其れすら色気を孕んでいる所が、周りの人々を赤面させる要因だとは、彼は露ほどにも思わないだろう。
朔夜は、事もあろうに封じた何かを飲み込んだのだ。
上を向いて飲み込んだのは、飲み込みにくい逸れを潤滑に飲み込む為なのであろう。
苦しそうに飲み込んだ後、朔夜は、はっと息を吐いた。
何事も無かったようにふにゃっと笑ってサクラの元に戻って来る彼は、さっきまでの妖艶な麗人では無く、何処か尻尾を振っているわんこのように見える。

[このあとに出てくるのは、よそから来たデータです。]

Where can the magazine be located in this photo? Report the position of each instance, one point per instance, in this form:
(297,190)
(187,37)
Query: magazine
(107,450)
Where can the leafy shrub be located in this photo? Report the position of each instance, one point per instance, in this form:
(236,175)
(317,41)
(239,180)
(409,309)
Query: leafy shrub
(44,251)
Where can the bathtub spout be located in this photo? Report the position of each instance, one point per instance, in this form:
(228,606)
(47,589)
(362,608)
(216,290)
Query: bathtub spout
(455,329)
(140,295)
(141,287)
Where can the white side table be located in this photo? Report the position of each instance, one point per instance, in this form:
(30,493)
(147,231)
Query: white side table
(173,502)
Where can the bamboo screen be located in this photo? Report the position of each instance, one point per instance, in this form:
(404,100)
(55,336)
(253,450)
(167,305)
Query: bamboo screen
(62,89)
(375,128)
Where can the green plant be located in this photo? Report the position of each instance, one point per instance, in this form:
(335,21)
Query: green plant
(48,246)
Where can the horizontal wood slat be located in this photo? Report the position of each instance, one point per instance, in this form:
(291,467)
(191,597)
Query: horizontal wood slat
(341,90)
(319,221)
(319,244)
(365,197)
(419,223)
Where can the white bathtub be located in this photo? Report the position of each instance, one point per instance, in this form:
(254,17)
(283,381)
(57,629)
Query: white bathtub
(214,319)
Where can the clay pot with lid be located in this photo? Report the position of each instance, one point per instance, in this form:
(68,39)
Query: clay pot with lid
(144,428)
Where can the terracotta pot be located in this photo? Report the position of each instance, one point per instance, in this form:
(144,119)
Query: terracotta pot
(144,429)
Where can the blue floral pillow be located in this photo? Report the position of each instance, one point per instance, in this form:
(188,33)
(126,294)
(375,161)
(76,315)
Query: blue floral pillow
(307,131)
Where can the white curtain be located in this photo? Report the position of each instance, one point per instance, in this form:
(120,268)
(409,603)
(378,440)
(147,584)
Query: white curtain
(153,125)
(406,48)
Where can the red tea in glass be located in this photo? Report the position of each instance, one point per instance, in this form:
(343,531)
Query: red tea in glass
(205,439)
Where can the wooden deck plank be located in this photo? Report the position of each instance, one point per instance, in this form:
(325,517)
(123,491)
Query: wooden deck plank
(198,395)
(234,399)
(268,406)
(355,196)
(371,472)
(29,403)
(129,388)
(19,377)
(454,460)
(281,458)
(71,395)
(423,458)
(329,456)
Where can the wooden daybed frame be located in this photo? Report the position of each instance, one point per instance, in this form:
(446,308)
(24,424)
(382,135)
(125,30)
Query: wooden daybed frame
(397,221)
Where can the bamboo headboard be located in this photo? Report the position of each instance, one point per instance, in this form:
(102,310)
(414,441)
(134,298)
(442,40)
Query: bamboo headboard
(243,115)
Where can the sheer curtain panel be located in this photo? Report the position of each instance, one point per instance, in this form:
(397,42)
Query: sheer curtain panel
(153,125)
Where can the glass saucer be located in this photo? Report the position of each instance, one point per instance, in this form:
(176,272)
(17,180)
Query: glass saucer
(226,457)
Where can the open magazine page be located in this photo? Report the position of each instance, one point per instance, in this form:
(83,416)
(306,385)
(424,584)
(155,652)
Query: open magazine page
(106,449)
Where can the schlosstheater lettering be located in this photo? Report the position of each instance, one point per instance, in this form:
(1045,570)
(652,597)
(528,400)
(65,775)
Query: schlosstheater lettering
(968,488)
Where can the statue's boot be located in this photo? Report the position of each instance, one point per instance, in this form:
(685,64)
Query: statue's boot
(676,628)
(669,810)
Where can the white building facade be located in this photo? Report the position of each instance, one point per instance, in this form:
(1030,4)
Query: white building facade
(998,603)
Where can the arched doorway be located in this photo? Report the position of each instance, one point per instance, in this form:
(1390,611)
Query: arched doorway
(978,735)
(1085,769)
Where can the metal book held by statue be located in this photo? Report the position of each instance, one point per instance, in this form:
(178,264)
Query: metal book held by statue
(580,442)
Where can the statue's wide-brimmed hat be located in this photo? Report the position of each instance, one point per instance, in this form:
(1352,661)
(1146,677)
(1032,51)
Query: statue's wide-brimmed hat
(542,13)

心なしか耳までの見えるような気がするのはきっと気のせいだと思う。
うん、絶対気のせいだ。
と、サクラは思った。
「はあっ、終わったよ。紫苑、あいつ随分喰われてたみたいだから病院手配して。それから親子さんにも連絡して。命に別状はないから。但し、入院は余儀なくされると思うと伝えてくれ」
『あい解った』
紫苑は朔夜の言葉に頷いて答えた。
そしてスタスタと男の元まで行き、むんずと制服の詰め襟を掴むとずるずると引き摺って行った。
病院に行くにしても、随分な扱い方だと思う。
朔夜の顔色が紙のように白い。
サクラは、朔夜の事が気になって仕方が無かった。
「朔夜様、大丈夫ですか? 」
「…………、サクラ、様はいらないから…… 」
「いいえっ、駄目ですっ。朔夜さんはゆくゆくは私の旦那様になる人ですもの。今から訓練です」
そう言って息巻くサクラが、朔夜の制服を掴んではにかむ。
その姿が非常に可愛い。
きっと誰が見てもそう思う筈だ。
だから、美貌の麗人と揶揄される朔夜でさえ、頬を染めるほどサクラが可愛く思えた。
と、まあ異形が退治されて此処までが約一、二分程なのだが、今の極まで沈黙を守っていた彼女がとうとう言葉を発した。
「何で……、何なのよ、一体、貴方は何!? 」
そう言って朔夜を指差したのは、サクラの親友神野 由衣だった。